Desde entonces siguen intentando modificar el lenguaje jurídico-penal. A partir de aquellos inquietos años post dictadura, el crimen se dice “conflicto”. Criminal se dice “sujeto en conflicto con la ley penal”. Cárcel se dice “jaula de exterminio”. Sistema penal del Estado se dice “aparato represivo”. Estado se dice “organización política deslegitimada”. Derecho Penal se dice “discurso represivo deslegitimante”. Poder Judicial, policías, servicios penitenciarios, patronatos de liberados, etcétera, se llaman “agencias del poder punitivo deslegitimado”. Y así.
Pero el término “garantismo” o, mejor dicho, su malintencionada utilización, fue lo más dañino.
Se creó en la conciencia colectiva que el cumplimiento de las garantías constitucionales, es decir, el respeto irrestricto a los postulados de la Carta Magna, era equivalente a crear un sistema punitivo laxo, irritantemente laxo. Los abolicionistas se camuflaron de garantistas y crearon una confusión semántica que llega hasta nuestros días.
“¡Fuera, jueces garantistas!”, vociferan algunos ante resoluciones judiciales contrarias al sentido común. En paralelo, desde las cátedras de Derecho Penal, de Derecho Procesal Penal, de Criminología, etc., los nuevos gurús baten el parche de la “derecha fascista” que quiere colonizar el “aparato represivo”, sin respeto alguno por las garantías fundamentales.
El alumnado, compra, Se enfervoriza. El discurso romántico y rebelde contra la autoridad, el poder y las “agencias policiales”, fanatiza a la mayoría. Es una tarea lenta, pero constante.

Aquellos jóvenes alumnos hoy son -muchos de ellos- magistrados judiciales agnósticos de la pena. Sienten pena al aplicar las penas. Son abolicionistas. No creen en el Derecho Penal que juraron defender el día de su toma de posesión en el cargo.

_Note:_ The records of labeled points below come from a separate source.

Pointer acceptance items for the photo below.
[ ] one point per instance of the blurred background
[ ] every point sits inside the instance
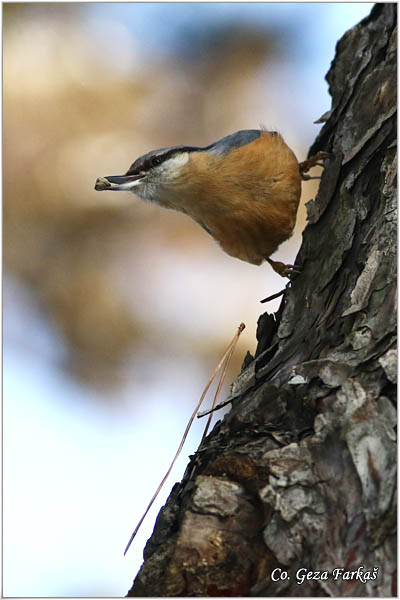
(116, 311)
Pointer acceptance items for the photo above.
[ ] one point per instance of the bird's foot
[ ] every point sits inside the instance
(306, 165)
(284, 270)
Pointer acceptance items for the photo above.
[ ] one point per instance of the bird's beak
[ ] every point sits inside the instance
(117, 182)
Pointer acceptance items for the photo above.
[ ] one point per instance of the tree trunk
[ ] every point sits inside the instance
(299, 477)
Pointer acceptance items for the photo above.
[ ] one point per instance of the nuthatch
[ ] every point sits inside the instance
(244, 190)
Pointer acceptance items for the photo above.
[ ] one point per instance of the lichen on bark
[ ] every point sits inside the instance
(301, 473)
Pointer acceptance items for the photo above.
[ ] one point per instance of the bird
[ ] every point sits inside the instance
(243, 190)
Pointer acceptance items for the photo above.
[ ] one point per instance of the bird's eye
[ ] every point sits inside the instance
(156, 160)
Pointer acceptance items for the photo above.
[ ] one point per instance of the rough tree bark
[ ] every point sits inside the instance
(300, 474)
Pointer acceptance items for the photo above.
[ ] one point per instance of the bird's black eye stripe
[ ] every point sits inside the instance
(156, 160)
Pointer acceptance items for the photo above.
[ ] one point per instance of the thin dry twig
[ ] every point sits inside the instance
(227, 353)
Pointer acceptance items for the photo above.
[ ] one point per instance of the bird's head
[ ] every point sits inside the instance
(166, 175)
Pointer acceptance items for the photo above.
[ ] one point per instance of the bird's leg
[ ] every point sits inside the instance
(282, 269)
(306, 165)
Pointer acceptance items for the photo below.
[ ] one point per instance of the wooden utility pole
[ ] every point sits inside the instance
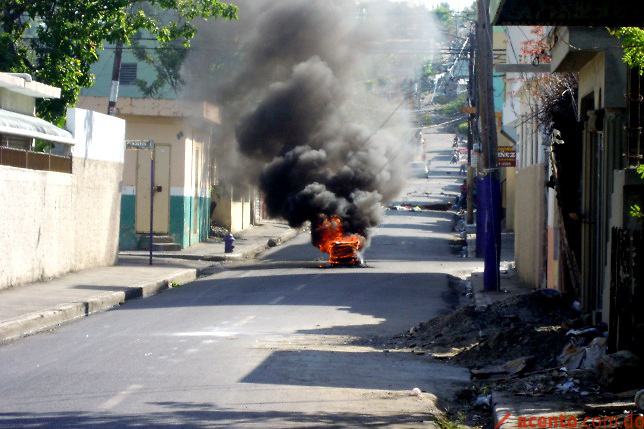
(486, 91)
(116, 77)
(472, 94)
(488, 228)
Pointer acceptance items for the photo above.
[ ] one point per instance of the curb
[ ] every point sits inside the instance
(32, 323)
(247, 254)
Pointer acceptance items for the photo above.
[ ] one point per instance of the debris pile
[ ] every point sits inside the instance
(526, 325)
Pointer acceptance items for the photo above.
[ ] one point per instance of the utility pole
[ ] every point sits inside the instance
(471, 90)
(488, 187)
(116, 77)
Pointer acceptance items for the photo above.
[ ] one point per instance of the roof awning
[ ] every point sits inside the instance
(17, 124)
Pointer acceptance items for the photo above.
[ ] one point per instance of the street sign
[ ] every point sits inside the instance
(138, 144)
(507, 156)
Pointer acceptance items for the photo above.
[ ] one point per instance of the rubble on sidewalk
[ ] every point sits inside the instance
(534, 345)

El perjuicio es inconmensurable. Se dañó el juicio crítico de una generación de abogados. Se anuló la mesura, la prudencia, el equilibrio.
El criminal ya no es tal. Ahora es un individuo en conflicto. La amenaza de pena, no sirve. La cárcel, tampoco.
La banalización de la ilegalidad. La apología de lo prohibido.
El Derecho Penal Argentino está gravemente herido.
Lloran desde el más allá Soler, Nuñez, Fontán Balestra, Peco y tantos otros maestros que supimos disfrutar al leerlos.